A young depressed mind
I’m 31 now, and I find myself trying to remember how things were in my early 20s. There’s nostalgia for sure – I had a phone that could only text and call, and I’d often leave it alone for half a day knowing nothing important was waiting for me. In between classes at university, I’d march straight to the coffee shop with the large, never-cleaned sofas, and curl up with a filtered brew for $1.50 and some of the theological greats in literary form. I’d spend hours in this haven, barely ever studying for my degree, but studying how life could be, dreaming of a big life beyond Ann Arbor.
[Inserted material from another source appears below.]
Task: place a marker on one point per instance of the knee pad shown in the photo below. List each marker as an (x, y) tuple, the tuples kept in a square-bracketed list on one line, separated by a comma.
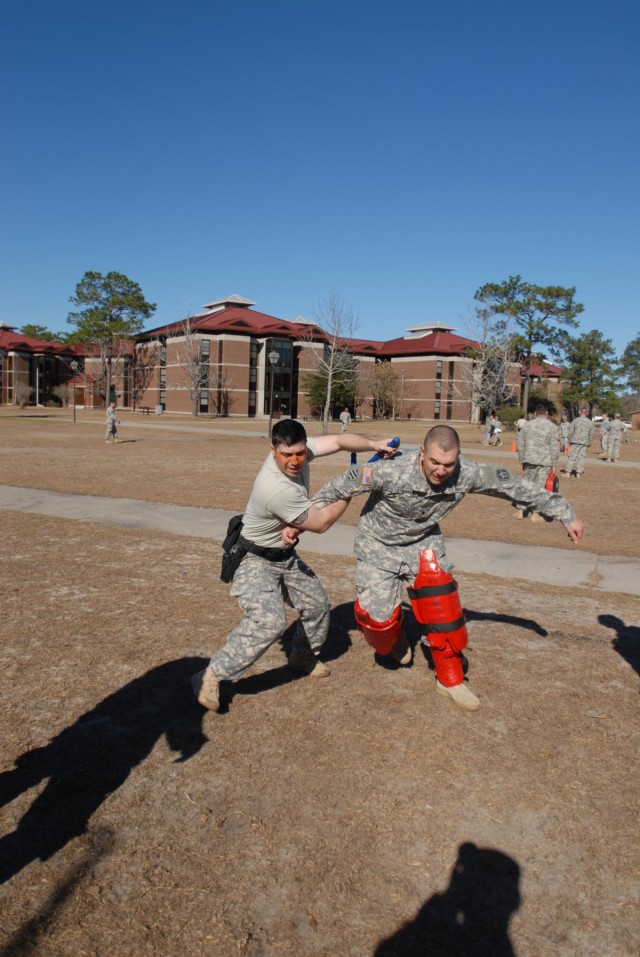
[(381, 635)]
But what I’m not nostalgic for is the heaviness that every morning brought. A deep emotional pain that felt like a man sitting on my chest every morning. I’d sometimes spend hours in that haze, waiting to be snapped out of it. I had friends who were truly depressed, friends with bipolar, friends that felt the pain so strongly that they hurt themselves. I figured the everyday melancholy wasn’t so bad compared to these people, that I didn’t have the big D, just the little S (the sads).
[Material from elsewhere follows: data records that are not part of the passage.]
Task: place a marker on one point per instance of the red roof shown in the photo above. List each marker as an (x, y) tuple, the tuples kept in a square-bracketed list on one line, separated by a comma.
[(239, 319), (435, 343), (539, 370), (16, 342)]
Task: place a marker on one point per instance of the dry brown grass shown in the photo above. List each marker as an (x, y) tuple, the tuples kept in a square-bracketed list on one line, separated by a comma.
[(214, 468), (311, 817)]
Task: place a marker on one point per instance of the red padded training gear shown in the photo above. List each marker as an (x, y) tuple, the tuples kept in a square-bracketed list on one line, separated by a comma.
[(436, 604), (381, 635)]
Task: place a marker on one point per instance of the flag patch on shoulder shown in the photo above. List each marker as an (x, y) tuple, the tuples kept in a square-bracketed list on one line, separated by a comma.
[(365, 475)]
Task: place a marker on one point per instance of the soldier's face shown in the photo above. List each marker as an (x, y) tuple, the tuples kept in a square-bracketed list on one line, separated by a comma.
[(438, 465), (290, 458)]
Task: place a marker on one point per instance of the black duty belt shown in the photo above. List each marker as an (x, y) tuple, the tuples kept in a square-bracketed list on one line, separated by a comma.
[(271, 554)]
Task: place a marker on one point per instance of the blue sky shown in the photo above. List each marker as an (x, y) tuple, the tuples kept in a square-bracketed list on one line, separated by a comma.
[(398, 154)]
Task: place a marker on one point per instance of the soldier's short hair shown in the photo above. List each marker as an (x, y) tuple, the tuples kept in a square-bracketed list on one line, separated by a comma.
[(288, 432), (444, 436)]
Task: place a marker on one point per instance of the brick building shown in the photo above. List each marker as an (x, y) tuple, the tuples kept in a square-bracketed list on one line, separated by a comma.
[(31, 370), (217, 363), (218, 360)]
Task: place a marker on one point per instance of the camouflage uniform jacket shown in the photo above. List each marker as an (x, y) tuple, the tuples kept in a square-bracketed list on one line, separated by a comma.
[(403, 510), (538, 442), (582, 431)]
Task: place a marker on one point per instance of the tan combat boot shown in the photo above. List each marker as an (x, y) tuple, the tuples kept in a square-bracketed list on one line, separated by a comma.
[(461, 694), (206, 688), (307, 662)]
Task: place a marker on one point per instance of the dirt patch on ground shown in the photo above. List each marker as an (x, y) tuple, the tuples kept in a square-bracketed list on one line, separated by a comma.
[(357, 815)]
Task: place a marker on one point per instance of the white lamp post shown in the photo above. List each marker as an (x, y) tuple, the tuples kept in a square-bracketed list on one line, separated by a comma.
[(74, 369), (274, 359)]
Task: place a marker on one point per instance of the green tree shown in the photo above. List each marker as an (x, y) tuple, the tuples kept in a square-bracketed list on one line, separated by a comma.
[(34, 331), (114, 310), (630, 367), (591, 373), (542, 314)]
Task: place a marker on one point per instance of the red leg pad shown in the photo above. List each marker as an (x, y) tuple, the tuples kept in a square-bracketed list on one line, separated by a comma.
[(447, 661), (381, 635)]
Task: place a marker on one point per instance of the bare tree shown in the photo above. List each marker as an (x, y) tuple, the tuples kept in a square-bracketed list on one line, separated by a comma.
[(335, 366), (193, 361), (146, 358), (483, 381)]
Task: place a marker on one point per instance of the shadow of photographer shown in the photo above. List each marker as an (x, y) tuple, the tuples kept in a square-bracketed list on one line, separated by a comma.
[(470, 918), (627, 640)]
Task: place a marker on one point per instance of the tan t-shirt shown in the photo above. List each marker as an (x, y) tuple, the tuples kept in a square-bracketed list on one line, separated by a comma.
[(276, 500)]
Mornings nowadays feel like a clean slate, a realisation that I’ve lived life for awhile now, and many of the things I previously feared have happened, and I’ve survived it all.
I wish I could tell my 20 year old self that just because her depression looked different, it doesn’t mean it wasn’t worthy of treating. Undermining it meant that I felt rough for years, and found myself in situations where I accepted a form of love and care that were hardly worthy of those words.
And perhaps my 20 year old self could also teach me a thing or two – how afternoons spent reading, writing, and dreaming are actually the stepping stones to making soul-affirming decisions. I’m sure she would also call me a twat when I tell her I spent four hours on my phone yesterday.